At any moment, someone from the White House information-systems department will come for my computer. I am not ready to give it up. A guy showed up in my office last night, looked at his clipboard, and said he was there to remove my computer’s hard drive. I explained that it was not in the national interest for him to do so, given that I am a speechwriter for the president with ongoing work to do. He agreed to come back sometime today.

The White House is in full bug-out mode. In every office, people are packing boxes of personal files and taking pictures off the walls. They work, as always, with their televisions on, tuned to CNN but with the mute button on. All day long, silent Democratic senators grilling silent Bush Cabinet appointees. Later, a mute Ricky Martin serenaded the soon-to-be first couple at a pre-inaugural celebration on the Mall a few blocks away from here.

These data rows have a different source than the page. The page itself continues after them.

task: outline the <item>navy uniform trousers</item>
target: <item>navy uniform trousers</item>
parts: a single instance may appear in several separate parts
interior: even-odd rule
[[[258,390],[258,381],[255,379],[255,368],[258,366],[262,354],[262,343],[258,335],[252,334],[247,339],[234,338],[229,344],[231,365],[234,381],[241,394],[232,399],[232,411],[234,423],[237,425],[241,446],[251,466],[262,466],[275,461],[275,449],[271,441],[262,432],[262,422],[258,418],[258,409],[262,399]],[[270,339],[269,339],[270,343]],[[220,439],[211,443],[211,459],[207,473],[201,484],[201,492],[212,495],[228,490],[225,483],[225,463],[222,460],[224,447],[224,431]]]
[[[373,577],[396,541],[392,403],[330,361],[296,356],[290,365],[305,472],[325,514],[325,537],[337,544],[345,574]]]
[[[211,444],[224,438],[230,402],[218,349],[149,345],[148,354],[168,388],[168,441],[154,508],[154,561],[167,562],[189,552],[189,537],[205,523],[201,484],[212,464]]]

In the hallway outside my office, in the Eisenhower Executive Office Building, staffers push hand trucks stacked with boxes to their cars. Most of us have finished boxing up the official files that are to be archived at the Clinton Library. The boxes are stacked on wooden pallets and covered in shrink-wrap, waiting to be loaded onto C-5 transport planes and flown to Little Rock, Ark. Every few minutes I get an e-mail from a fellow staffer saying what an honor and a pleasure it has been working with all of us (the e-mails are usually mass-mailed) and leaving forwarding information. A few of the e-mails are from people I’ve never met, but just the same, I’m printing them out and saving them.

One of the pleasures of this job is eating at the White House mess. I went there to pick up some carryout a couple of hours ago. It was my last mess meal, because by tomorrow morning I’m supposed to have settled up my bill. As I entered the first floor of the West Wing, I was shocked to see that another small pleasure had disappeared. Normally, the walls are hung with large recent photos of the president, called “jumbos.” These are selections of the best work of our brilliant White House photographers and feature the president in various recent settings (meeting with his Cabinet, shaking hands with children at a school, etc.). This morning, the jumbos were taken down, and the walls are now eerily bare.

The ceremonies on the Mall just ended with a fireworks display that rattled our office windows.